Showing respect for human beings means taking a look at things such as dress codes and eliminating gender bias and unnecessary restrictions that do not have a direct correlation to the duties being performed. We need to move beyond the Disney-induced notion that the less attractive a person is the more evil and unacceptable they must be. Disparaging people simply for being human is not something a progressive society can allow to continue.
Unfortunately, in far too many cases, we seem to be moving in the opposite direction. We actually have a leading contender for the office of President who routinely shames and makes fun of other people. His comments about women and minorities have been absolutely deplorable and represent the absolute worst aspects of being human. There is no excuse. There is no way to justify such deplorable behavior on the part of anyone.
While you may have a right to say what you wish, you have a responsibility to know when to keep your fucking mouth shut. If what you are about to say shows disrespect and/or discrimination toward another person, shut the fuck up! The circumstances are irrelevant. The media is irrelevant. Even the actions of the other person are irrelevant. You have a responsibility to show respect to all people, regardless of physical appearance, gender, race, national origin, sexuality, mental acuity, emotional stability, medical ailment, or physical challenges. If you fail to live up to that responsibility in any way, shape, or form, then you are WRONG.

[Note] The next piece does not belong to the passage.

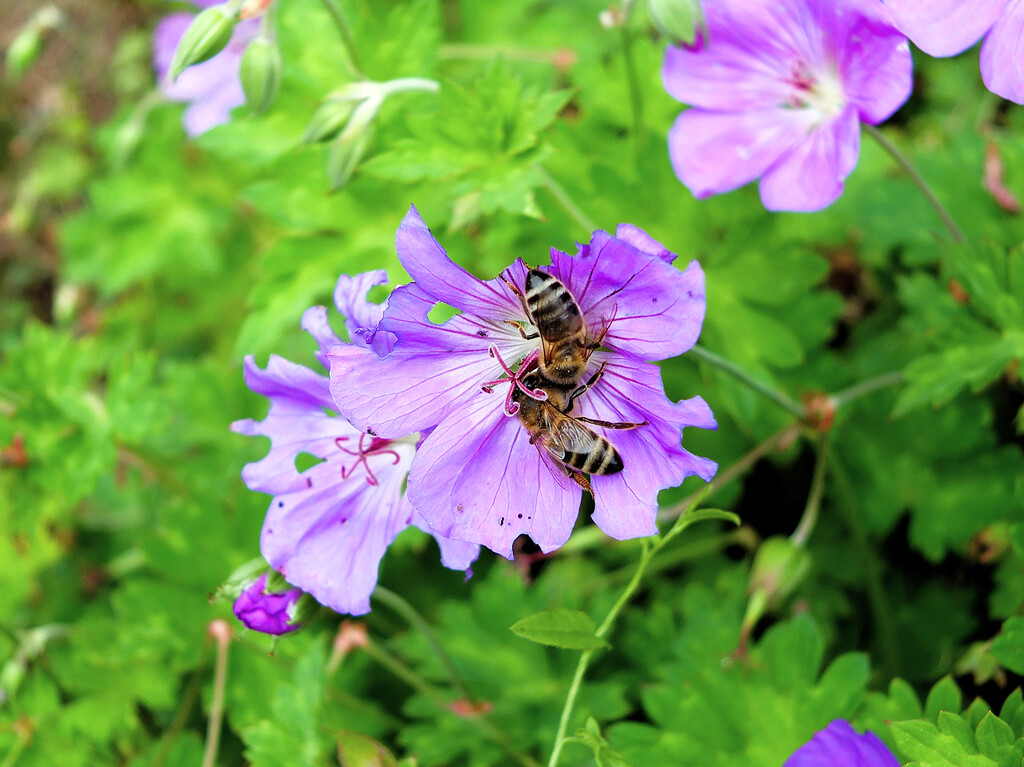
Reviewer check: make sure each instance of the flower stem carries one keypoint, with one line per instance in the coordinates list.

Humans can be absolutely horrible creatures and do well to fear the presence of a more objective and intelligent being that might consider our faults justification for our demise. The only thing that stands in our defense is that we have the ability to change and to move beyond our shortcomings.
We need to get busy and start changing. Show respect for being human. Learn when to keep your mouth shut and start supporting other people rather than looking for ways to tear them down.